Dear Daryl
Thanks for your clarifying reply. I'm glad we are understanding each other.
you: In fact, it's flowing through space in time, which is more complicated yet... ...i.e. things flow or rest or change *in time*.
When people say *in time* they usually think that, just as in the case of space which is conceived as the container for physical objects, time is a container for events. So events occur IN time as if time were a thing capable of containing events, being events different from physical objects (material bodies or fields). In this notion of time, events are organized as a linear sequence and thus are put in terms of a dimension. Time as a way of organizing events is fine for mathematical purposes but unfortunately causes intuitive confusion. This is why a prefer to conceive time as "change" or "transformation of things" in the universe. To me all things are constantly changing but the change is so minuscule that for some processes (such as the evolution of a star) it is not noticeable. So we assume that some things don't change whereas other do change. By comparing processes that change and those that don't change we realize or feel a passage of time, a flow. If nothing changed or transformed we would not be able to tell whether time flows or not. Certainly, the change of things is not arbitrary it follows certain laws, this is why it appears that time has a preferred direction, what we call the arrow of time, but this is another issue.
You: But when Newton says time flows equably, he makes a point of saying that that flow is without reference to anything external.

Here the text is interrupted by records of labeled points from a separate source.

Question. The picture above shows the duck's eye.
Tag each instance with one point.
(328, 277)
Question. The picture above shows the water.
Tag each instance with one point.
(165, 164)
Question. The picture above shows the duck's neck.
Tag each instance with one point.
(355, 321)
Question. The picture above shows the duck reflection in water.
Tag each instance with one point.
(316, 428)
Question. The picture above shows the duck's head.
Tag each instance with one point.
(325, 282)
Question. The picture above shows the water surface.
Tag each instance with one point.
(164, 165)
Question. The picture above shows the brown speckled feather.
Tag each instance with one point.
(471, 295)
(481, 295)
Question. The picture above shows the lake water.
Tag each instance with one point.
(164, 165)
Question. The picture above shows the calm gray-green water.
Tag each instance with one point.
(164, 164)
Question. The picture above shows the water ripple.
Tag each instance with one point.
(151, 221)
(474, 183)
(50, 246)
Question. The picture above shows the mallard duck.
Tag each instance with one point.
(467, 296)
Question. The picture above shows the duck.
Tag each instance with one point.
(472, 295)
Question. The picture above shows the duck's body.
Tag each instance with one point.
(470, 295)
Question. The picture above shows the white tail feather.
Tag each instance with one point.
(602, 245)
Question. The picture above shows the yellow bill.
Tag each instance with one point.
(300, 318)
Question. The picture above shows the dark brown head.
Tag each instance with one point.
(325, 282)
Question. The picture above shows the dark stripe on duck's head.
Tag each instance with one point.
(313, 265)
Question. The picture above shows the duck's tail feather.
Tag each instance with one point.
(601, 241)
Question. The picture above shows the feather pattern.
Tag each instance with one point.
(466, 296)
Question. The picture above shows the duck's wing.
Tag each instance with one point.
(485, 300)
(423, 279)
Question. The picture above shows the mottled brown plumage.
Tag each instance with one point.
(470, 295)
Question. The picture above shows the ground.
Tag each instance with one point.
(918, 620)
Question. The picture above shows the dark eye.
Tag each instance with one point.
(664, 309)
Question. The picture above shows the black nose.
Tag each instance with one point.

Based on my notion of time, I interpret "time flows equably" as "constant change". Everything in the universe is constantly changing, therefore, I feel a constant and invariable flow. When Newton says that the flow of time is "external" I understand this as the change, motion or transformation of things can never stop. Since change can never stop we think that it cannot be affected by anythings. But since time is nothing but motion or change, relativity teaches us that motion will affect the rate of flow of time. That is, that the motion will affect the rate of change or transformation in a given process. This is because there should be an absolute frame (the vacuum, space itself or the material field, as you wish to call it) and because there is a limiting speed. For observers that are at rest in the absolute frame the change of things, i.e., the passage of time, goes at some rate. For frames in motion relative to the absolute frame the passage of time goes slowly because electromagnetic fields has to cover more absolute distance which in turn will make a process to appear slower than when this same process occurs at rest (as an illustration of this consider, for instance, the light clock).
You: Then came the discovery of the redshift-distance relation, which was taken to indicate cosmic expansion--i.e., the redshifts are not thought to be due to relative motion, but due to the expansion of space through which the light travels....
And also: The CMB is a radiation field that's supposed to fill all of space...
As I have expressed before, the interpretation of the cosmological redshift as space expansion is valid under the conception that space is a DEFORMABLE EMPTY CONTAINER mathematically represented by a pseudo-Riemannian manifold. Being space an empty container is then, as you said, FILLED with matter and fields (I don't agree with this notion of space). For relativists, the space is permeable to light in the sense that offers no dissipation or dispersion to the propagation of electromagnetic waves. So, if we accept the relativist view of space, I agree with the interpretation of the redshift but, I don't believe space is a geometrical container and therefore the redshift has a different interpretation which I also discussed with you in previous discussions. You may wish to read my new essay where I give a clear example that strongly suggest that space is not a geometrical container as relativity assumes.
You: These cosmological redshifts are therefore many orders of magnitude greater than the motion of any galaxy through space, including our own. What this means is that we can neglect the motions of all bodies through space and model redshifts in an expanding universe under the assumption that they're all absolutely at rest. The model, which is a very accurate fit to the data, assumes absolute space and time, which we call the Universe and cosmic time.
I'd like to insist on the following point and I would be happy if you could understand it. I asked the question "is this velocity interpreted within the context of SR or GR (or what theory)?" in a previous post because I wanted to elucidate the importance that the theoretical framework plays. The physical meaning of the data depends on the theoretical framework under consideration. I assume that when you say "the model" you are talking about the concordance, the big bang or the lambda-cold-dark matter model. This model, as far as I know, assumes that GR is the correct theory. The physical interpretation of the redshift is given within the context of GR where there are no absolute frames, despite that the observations strongly suggest it. For relativists, that's not an absolute frame, it is just a frame more convenient than others. From my view, it is contradictory to construct a model, that assumes absolute space and time, with the aid of a theory (GR) that denies absolute motion. So, for relativists, 370 km/s is not an absolute velocity as you and most cosmologists stated it. For this reason, one has to build a model based on another theory in which the notions of absolute space and time are allowed. This is why, I don't follow relativity and its notion of space.
Well, I hope you have grasped my message.